The Chinese economy reopened today after a week of holidays, to a rather lackluster performance, keeping risk trading on the back foot. Economic officials for the nation failed to keep investors engaged and stopped short of promising further economic stimulus that has fueled a substantial economic rally over the last few weeks. Though economists still deem it likely that more stimulus will come down the pipe, the timing of such a move is uncertain and as such APAC currencies and risk assets are taking a bit of a hit. A measure of Chinese equities in Hong Kong, while initially starting the session in positive territory, fell following the lack of an announcement and closed the session decidedly negative.

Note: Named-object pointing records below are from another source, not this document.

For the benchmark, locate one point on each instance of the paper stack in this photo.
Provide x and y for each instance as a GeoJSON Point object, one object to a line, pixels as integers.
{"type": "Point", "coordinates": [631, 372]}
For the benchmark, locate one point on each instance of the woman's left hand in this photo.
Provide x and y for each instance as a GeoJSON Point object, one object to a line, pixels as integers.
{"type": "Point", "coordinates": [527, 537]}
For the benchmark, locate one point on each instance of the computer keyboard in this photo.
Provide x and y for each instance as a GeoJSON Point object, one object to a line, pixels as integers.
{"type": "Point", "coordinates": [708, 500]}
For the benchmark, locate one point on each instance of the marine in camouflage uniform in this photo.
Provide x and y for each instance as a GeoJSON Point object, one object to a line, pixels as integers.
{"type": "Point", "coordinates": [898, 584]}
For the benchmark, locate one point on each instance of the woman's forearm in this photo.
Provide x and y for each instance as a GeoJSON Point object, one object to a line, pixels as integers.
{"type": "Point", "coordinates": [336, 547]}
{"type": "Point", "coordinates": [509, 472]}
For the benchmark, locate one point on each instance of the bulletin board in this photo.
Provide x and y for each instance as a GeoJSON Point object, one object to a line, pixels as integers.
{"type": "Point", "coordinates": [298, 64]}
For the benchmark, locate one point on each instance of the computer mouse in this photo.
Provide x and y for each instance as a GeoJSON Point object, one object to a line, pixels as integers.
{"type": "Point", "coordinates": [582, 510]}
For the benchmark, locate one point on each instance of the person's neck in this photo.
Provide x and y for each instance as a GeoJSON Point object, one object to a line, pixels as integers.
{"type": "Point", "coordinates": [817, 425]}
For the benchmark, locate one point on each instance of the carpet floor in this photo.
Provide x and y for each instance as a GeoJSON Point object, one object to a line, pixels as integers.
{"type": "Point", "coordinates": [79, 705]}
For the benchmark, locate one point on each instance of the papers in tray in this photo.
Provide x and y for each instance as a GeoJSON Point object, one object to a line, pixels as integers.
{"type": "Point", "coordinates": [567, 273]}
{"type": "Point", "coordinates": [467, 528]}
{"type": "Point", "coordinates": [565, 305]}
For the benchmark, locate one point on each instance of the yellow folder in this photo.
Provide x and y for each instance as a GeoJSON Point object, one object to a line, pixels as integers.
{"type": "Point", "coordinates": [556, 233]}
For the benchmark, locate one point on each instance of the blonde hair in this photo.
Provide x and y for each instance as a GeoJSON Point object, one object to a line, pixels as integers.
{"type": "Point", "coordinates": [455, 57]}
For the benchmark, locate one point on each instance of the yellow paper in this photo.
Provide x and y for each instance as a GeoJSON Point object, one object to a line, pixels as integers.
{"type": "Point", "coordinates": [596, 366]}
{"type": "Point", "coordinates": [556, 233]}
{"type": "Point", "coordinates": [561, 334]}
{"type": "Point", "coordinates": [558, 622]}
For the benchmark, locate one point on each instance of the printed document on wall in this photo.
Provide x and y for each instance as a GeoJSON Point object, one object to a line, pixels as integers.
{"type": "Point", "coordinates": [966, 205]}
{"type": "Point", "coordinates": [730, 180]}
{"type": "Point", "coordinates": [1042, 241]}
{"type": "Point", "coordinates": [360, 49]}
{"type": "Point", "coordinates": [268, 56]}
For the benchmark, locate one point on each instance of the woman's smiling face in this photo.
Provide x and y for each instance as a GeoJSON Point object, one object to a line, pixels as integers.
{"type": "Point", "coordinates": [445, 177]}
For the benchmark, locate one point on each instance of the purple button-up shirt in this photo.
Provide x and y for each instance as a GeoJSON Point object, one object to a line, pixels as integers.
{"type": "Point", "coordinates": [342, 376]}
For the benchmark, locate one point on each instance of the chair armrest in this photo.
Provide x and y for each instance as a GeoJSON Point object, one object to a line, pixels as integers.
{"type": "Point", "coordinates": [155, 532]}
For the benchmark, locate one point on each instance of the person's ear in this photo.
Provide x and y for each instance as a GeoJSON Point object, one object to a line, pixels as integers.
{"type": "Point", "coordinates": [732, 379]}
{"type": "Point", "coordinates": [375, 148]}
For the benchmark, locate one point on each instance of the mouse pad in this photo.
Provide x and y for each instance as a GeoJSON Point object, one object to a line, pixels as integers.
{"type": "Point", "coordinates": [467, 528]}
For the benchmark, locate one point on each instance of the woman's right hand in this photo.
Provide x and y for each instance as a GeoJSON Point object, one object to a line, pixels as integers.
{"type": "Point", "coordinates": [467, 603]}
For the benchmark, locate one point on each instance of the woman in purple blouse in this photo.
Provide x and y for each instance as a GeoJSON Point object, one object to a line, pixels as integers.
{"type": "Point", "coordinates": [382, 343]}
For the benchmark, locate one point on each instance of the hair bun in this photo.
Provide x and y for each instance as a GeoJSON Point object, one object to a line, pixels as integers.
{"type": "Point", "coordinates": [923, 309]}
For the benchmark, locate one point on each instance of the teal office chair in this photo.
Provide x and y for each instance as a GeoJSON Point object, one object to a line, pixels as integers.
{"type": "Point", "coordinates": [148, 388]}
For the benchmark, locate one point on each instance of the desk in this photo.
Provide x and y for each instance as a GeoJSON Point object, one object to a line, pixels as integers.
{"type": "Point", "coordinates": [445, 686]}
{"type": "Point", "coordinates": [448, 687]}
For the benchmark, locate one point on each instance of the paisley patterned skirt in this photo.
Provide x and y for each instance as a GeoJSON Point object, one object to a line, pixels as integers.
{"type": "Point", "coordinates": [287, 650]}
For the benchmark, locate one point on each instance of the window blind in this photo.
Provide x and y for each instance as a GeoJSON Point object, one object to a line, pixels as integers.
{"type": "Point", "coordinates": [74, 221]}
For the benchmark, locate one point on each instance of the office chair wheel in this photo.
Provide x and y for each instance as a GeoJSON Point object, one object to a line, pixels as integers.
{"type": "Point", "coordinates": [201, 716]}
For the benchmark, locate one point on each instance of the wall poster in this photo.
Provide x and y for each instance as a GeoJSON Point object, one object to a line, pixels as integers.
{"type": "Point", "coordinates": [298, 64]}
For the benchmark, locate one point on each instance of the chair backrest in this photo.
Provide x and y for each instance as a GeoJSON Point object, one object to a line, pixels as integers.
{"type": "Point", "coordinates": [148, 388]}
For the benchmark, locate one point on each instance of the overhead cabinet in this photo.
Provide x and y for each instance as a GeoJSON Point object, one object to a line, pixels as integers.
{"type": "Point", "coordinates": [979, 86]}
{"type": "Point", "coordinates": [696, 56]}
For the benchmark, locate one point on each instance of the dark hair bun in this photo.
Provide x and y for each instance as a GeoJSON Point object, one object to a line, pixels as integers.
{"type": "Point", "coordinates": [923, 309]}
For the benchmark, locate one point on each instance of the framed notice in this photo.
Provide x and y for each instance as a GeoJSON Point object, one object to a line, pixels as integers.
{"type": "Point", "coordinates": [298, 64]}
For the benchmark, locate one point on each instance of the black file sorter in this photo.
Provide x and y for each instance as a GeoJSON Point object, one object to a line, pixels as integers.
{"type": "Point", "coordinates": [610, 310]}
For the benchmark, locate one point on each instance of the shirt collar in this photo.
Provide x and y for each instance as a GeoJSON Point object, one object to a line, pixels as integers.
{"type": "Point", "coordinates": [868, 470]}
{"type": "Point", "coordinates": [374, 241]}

The data calendar around the world does remain quiet for today, but picks up some steam in the back half of this week. Starting with the release of FOMC minutes tomorrow, the US then sees CPI for September on Thursday morning. Expected to show a slight decline on a monthly basis, we don’t believe the release – save for a major surprise in either direction – will materially change USD’s fortunes this week, and the release of the Fed minutes is likely to make a larger impact on the Dollar.
What to Watch This Week…
- US FOMC Minutes, Wednesday 2PM
- US CPI, Thursday 8:30AM
- UK GDP, Friday
GBP ⇑
Pound Sterling, after a dismal few sessions last week, is recovering a small bit of ground this morning ahead of the release of quarterly UK GDP on Friday. A few market officials have attempted to somewhat walk back Governor Andrew Bailey’s very dovish statements last week, where he said that the Bank of England could stand to ease policy further faster. Strong retail sales data for the month of September, released this morning, is also buoying GBP. The figure showed that retail sales grew 2.0% year-over-year, outpacing GDP growth and giving the sliding currency a boost.
AUD ⇓
The Australian Dollar is the worst performer in the G10 this morning, following the decision by Chinese authorities to not announce further stimulus measures earlier this morning. AUD, at one point, slid nearly three quarters of a percent after a negative trading session yesterday as well, but has recovered some ground – still substantially below last week’s highs and even close yesterday. Sustained hawkish rhetoric from the Reserve Bank of Australia is likely keeping AUD somewhat afloat and stemming losses, following both the release of the RBA’s minutes and commentary from deputy governor Hauser that highlighted the stickiness of inflation in the nation.